J’ai choisi la bonne carrière

J’ai choisi la bonne carrière

PAR SONIA ACUÑA QUEVEDO

La banque me proposait une promotion — autrement dit, un certain prestige et une augmentation de salaire. Mais je venais juste d’être invitée à devenir pionnière (prédicatrice à plein temps) dans une congrégation éloignée. Aujourd’hui, 32 ans plus tard, je sais que j’ai fait le bon choix.
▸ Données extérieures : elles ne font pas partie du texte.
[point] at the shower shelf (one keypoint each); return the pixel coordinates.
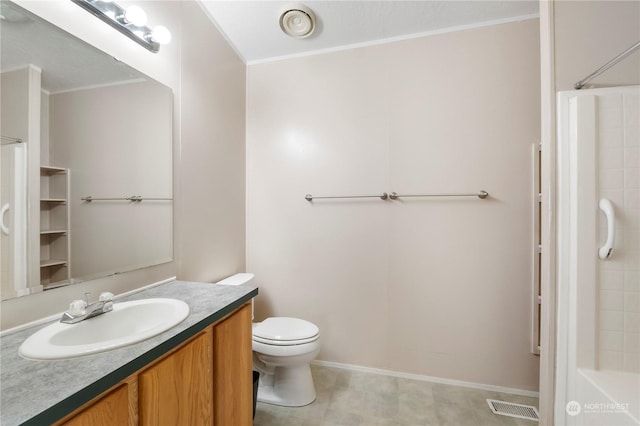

MA MÈRE était catholique depuis l’enfance, mais elle doutait de la doctrine de l’Église. ‘ Pourquoi faut-​il vénérer des images, des objets fabriqués par l’homme ? ’ se demandait-​elle. La vérité religieuse comptait pour elle ; elle cherchait des réponses d’Église en Église, mais en vain.

Un jour, alors qu’elle prenait le frais devant chez nous, à Tuxtla, un Témoin de Jéhovah l’a abordée. Impressionnée par les réponses bibliques qu’il fournissait à ses interrogations, elle a accepté de le revoir. Quand il est revenu, elle l’attendait avec un ministre adventiste, un prêtre catholique et un prédicateur de l’Église du Nazaréen. Elle a soulevé une question sur le sabbat ; seul le Témoin lui a donné une réponse biblique satisfaisante. En fait, lui seul avait une bible ! En 1956, après à peine six mois d’étude de la Bible, ma mère s’est fait baptiser Témoin de Jéhovah. J’avais huit ans.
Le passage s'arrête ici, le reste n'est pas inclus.